The intervention was made before a nine-judge bench led by Chief Justice Surya Kant and including Justices M. M. Sundresh, B. V. Nagarathna, Ahsanuddin Amanullah, Aravind Kumar, A. G. Masih, P. B. Varale, R. Mahadevan and Joymalya Bagchi. Senior advocate Abhishek Manu Singhvi appeared for the Travancore Devaswom Board; Solicitor General Tushar Mehta presented the Centre’s aligned submissions.

What the Board asked the court to recognize

At the heart of the argument was a plea for judicial restraint when dealing with religious customs. Counsel argued the validity of long-standing practices should be assessed primarily through the lens of the community that follows them, rather than by external judicial standards.

  • Deference to community belief: The Board urged the court to accept the community’s own understanding of its rites and traditions as decisive in disputes over custom.
  • Limits to judicial inquiry: It said the court’s role should be narrowly focused on issues of public order, health and morality, not doctrinal correctness.
  • Article 25 invoked: Counsel maintained that the individual right to practise and propagate religion under Article 25 cannot be exercised in a way that infringes the collective rights of followers of that faith.
  • Reliance on precedent: The 2019 Ram Janmabhoomi ruling was cited to warn against courts interpreting religious doctrine in ways that would undermine worshippers’ faith.

Singhvi warned against selective readings of sacred texts that could be used to challenge worship practices. He urged the bench to avoid substituting legal judgment for a faith community’s internal assessments.

Why this matters now

These arguments carry practical consequences. If the court accepts a higher threshold for intervening in religious customs, fewer practices may be open to judicial revision—even where individual rights claim a conflict.
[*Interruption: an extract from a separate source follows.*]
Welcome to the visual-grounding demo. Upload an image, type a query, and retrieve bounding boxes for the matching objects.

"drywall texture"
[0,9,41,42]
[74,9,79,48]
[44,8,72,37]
That will affect ongoing and future litigation over disputed rituals, places of worship and community traditions.

Legal scholars and rights advocates will watch closely because the decision could recalibrate how courts weigh individual liberties against collective religious interests in India, potentially narrowing the scope for challenges based on personal conscience or differing interpretations of faith.

The bench has heard opening arguments; further hearings are expected as parties develop evidence and legal frameworks. Observers anticipate a careful, case-by-case approach from the court rather than a sweeping doctrinal pronouncement.

For readers, the immediate takeaway is clear: the Supreme Court is again confronting where to draw the line between personal religious freedom and the protection of entrenched communal beliefs—a question with real implications for worship, civil liberties and social cohesion across the country.